British social services order C-section to take woman’s child; 15 months later she has not been reunited


Fifteen months have passed since social services in Essex ordered the removal of a pre-born child from her mother’s womb via Cesarian section. The woman, an Italian who allegedly suffered a mental breakdown during a business trip to England, called the police during a panic attack. She was taken to a mental facility and held there per the Mental Health Act. A few weeks into her sectioning, she was sedated, and when she woke up, she was no longer pregnant. She was informed that her child had been removed via C-section and placed with social services authorities.

The woman still has not been given custody of her child, and when she returned to England (from Italy) in February to appeal to a judge for her daughter, the judge ruled that, due to the possibility of a relapse, the girl should be placed with an adoptive family instead. Italian authorities have asked why the British courts did not even contact the Italian woman’s next of kin or place the child in the custody of Italian social services, since the mother is a habitual resident of Italy, not England. The case is ongoing, and no final decisions have been reached.
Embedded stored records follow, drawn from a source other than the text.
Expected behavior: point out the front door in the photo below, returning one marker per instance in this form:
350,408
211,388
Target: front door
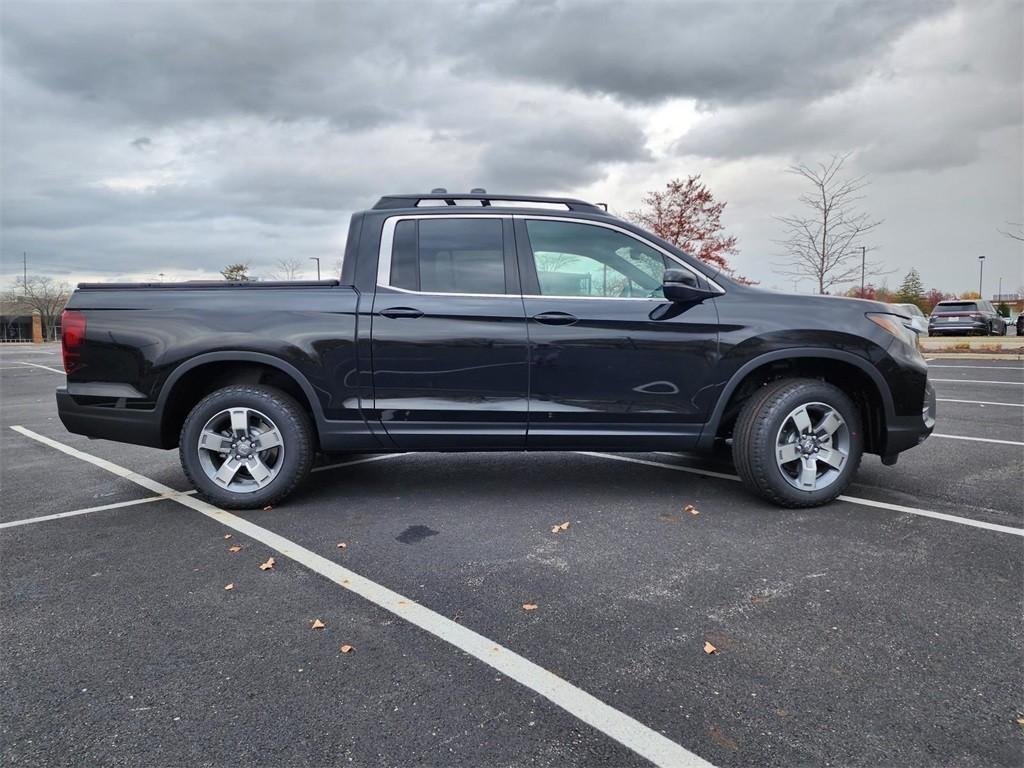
613,365
449,334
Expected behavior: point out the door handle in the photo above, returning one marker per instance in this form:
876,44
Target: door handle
555,318
401,311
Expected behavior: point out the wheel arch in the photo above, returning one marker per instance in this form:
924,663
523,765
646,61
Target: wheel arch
863,382
201,375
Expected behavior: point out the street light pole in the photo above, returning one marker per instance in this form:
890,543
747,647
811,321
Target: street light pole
863,265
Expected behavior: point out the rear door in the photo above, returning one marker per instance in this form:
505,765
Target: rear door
613,365
449,334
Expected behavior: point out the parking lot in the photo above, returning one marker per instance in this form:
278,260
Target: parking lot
885,629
According to the British Daily Telegraph:

The cause has also been raised before a judge in the High Court in Rome, which has questioned why British care proceedings had been applied to the child of an Italian citizen “habitually resident” in Italy. The Italian judge accepted, though, that the British courts had jurisdiction over the woman, who was deemed to have had no “capacity” to instruct lawyers.

Lawyers for the woman are demanding to know why Essex social services appear not have contacted next of kin in Italy to consult them on the case.

They are also upset that social workers insisted on placing the child in care in Britain, when there had been an offer from a family friend in America to look after her.

British authorities have not commented due to the ongoing nature of the investigation, but the reasons why no closure has come to the case fifteen months later are unclear.